Horizon Pharma modifies Duexis MAA submission to include recently approved manufacturing site
Biopharmaceutical company Horizon Pharma Inc. has modified the Duexis (ibuprofen/famotidine) Marketing Authorization Application (MAA) submission to the National Procedure in the United Kingdom to include the recently approved Valeant Pharmaceuticals manufacturing site in Laval, Quebec (previously owned and operated by sanofi-aventis), which is used as the primary site to manufacture Duexis for the United States market.
The MAA was originally submitted through the Decentralized Procedure in October 2010 with the United Kingdom as the Reference Member State, and subsequently withdrawn so that it could be updated by incorporating principally the approved manufacturing site in Canada to streamline the review process and avoid a post-approval variation. Horizon Pharma anticipates a decision on the updated MAA in the second half of 2012. Duexis is approved and currently available in the United States.

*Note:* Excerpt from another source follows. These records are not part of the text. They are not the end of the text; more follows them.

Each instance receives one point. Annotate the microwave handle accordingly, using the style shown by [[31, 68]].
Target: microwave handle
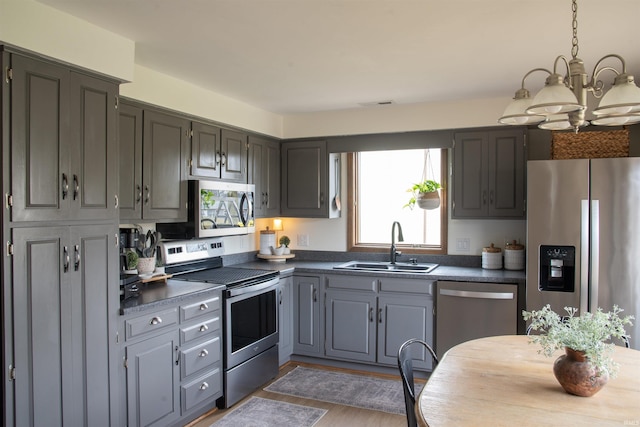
[[243, 200]]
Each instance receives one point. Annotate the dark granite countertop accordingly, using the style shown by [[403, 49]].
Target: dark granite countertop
[[442, 272], [155, 295]]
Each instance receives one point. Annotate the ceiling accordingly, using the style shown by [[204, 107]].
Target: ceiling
[[294, 56]]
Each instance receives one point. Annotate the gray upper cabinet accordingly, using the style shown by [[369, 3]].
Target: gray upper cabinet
[[489, 174], [65, 308], [264, 172], [63, 143], [218, 153], [153, 164], [308, 180]]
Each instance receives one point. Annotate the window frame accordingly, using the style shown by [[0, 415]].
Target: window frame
[[352, 226]]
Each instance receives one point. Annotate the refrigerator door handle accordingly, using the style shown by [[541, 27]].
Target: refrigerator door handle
[[584, 257], [594, 261]]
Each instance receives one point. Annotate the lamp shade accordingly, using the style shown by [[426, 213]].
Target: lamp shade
[[554, 98], [623, 98], [616, 120], [277, 225]]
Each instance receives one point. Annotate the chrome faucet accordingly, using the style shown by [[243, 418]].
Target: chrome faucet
[[393, 253]]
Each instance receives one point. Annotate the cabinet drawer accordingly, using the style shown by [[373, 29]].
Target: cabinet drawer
[[201, 389], [200, 357], [352, 282], [413, 286], [205, 328], [151, 322], [200, 308]]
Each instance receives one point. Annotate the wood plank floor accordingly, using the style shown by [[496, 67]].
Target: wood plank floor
[[337, 415]]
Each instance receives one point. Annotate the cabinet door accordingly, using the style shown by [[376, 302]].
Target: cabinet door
[[470, 182], [304, 179], [130, 165], [350, 325], [506, 179], [234, 156], [306, 315], [400, 318], [271, 173], [42, 341], [285, 319], [256, 175], [153, 381], [205, 150], [164, 172], [40, 181], [93, 149], [95, 302]]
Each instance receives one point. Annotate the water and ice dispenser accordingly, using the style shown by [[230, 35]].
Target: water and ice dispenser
[[557, 268]]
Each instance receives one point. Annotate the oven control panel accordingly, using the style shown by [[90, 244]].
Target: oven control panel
[[177, 251]]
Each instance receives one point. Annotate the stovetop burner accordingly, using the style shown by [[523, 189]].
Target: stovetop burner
[[228, 276]]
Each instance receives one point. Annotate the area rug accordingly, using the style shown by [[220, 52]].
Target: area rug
[[259, 412], [361, 391]]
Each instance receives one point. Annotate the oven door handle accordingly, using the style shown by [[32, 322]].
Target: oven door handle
[[258, 287]]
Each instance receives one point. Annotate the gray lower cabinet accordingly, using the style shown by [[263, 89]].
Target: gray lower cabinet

Duexis, a proprietary single-tablet combination of the NSAID ibuprofen and the histamine H2-receptor antagonist famotidine, is indicated for the relief of signs and symptoms of rheumatoid arthritis and osteoarthritis and to decrease the risk of developing upper gastrointestinal ulcers, which in the clinical trials was defined as a gastric and/or duodenal ulcer, in patients who are taking ibuprofen for those indications. The clinical trials primarily enrolled patients less than 65 years of age without a prior history of gastrointestinal ulcer. Controlled trials do not extend beyond 6 months.
Horizon Pharma, Inc. is a biopharmaceutical company that is developing and commercializing innovative medicines to target unmet therapeutic needs in arthritis, pain and inflammatory diseases.